A New National Security Exception to the Fourth Amendment
In a August 22 decision (PDF) that was released last week, the Foreign Intelligence Court of Review, which hears appeals from the Foreign Intelligence Surveillance Court, upheld an earlier version of the law that allows the executive branch to unilaterally authorize surveillance of international communications involving people in the United States. The law at issue, the Protect America Act of 2007, has expired, but it was replaced by a statute with similar provisions. Under both versions, the attorney general and the director of national intelligence may authorize the monitoring of email and telephone calls between Americans and people in other countries if the official target of the surveillance is believed to be located abroad and "a significant purpose" of the surveillance is the collection of foreign intelligence. A telecommunications company, whose name (along with some other crucial details) is redacted from the public version of the appeals court's decision, challenged an order issued under these provisions, arguing that it violated the Fourth Amendment. The court disagreed, discovering "a foreign intelligence exception to the Fourth Amendment's warrant requirement" for surveillance "conducted to obtain foreign intelligence for national security purposes" and "directed against foreign powers or agents of foreign powers reasonably believed to be located outside the United States." It also concluded that the executive branch's internal safeguards render the surveillance reasonable—assuming that everyone acts in good faith and nobody makes any mistakes.
That's a pretty big assumption, one that seems to obviate the Fourth Amendment itself.
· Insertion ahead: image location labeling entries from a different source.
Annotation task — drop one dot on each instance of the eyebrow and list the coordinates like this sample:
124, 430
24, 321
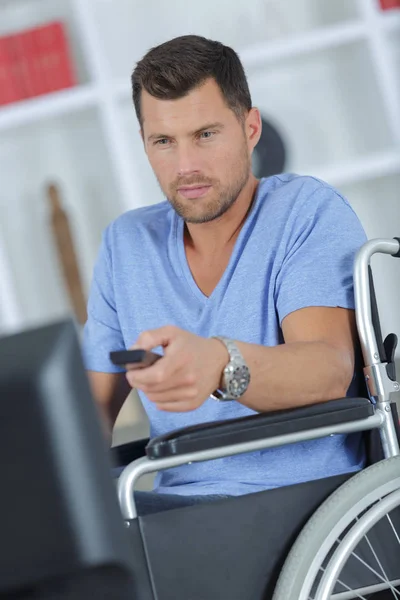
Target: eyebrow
215, 125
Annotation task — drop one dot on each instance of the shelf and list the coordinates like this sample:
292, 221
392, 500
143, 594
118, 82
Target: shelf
17, 15
391, 20
51, 105
72, 152
360, 170
376, 203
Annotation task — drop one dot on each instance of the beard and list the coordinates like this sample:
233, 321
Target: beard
203, 210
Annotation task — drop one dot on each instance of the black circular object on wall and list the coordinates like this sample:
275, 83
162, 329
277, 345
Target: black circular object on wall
269, 156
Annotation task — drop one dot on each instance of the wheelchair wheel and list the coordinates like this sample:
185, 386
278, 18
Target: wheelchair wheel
350, 548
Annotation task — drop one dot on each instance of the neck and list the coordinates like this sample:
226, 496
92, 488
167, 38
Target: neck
206, 238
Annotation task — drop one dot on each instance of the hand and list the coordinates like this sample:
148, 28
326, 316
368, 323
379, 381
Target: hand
186, 375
But the court ruled that, in the absence of specific evidence that the government is abusing its surveillance powers, the mere possibility of abuse is not enough to invalidate them. Sen. Russell Feingold (D-Wis.), a member of the Senate Intelligence Committee and the Senate Judiciary Committee, suggests that such evidence exists but was not brought to the court's attention: "It is my view that the Court's analysis would have been fundamentally altered if the company that brought the case had been aware of, and thus able to raise, problems related to the government's implementation of the law, about which I have repeatedly raised concerns in classified settings." Feingold also notes that the decision, which upheld a statute governing surveillance, in no way validates former President Bush's position that he had the authority to ignore such statutes.
Still, the recognition of a new exception to the Fourth Amendment is a big deal. There is enough leeway in the current rules to allow the government to read any international email message and listen to any international phone call involving people in this country without a warrant, as long as it asserts that the target is the person on the other end and that collecting foreign intelligence is one purpose of the surveillance. Furthermore, it's hard to see why the court's "special needs" reasoning for upholding this kind of surveillance would not also apply to surveillance of purely domestic communications said to involve an agent of a foreign power, or indeed to physical searches aimed partly at collecting foreign intelligence.
Here is the ACLU's take. Over at The Volokh Conspiracy, Orrin Kerr argues that the decision "was not a blank check by any means," since the court seemed to rely not only on the restrictions in the statute but also on additional Justice Department safeguards in its determination that the surveillance was reasonable. Then again, Kerr himself has suggested that the "border search" exception to the Fourth Amendment, which allows warrantless examinations of people and things entering the country, might also apply to electronic signals that cross the border, meaning that the Constitution imposes no restrictions on surveillance of such communications.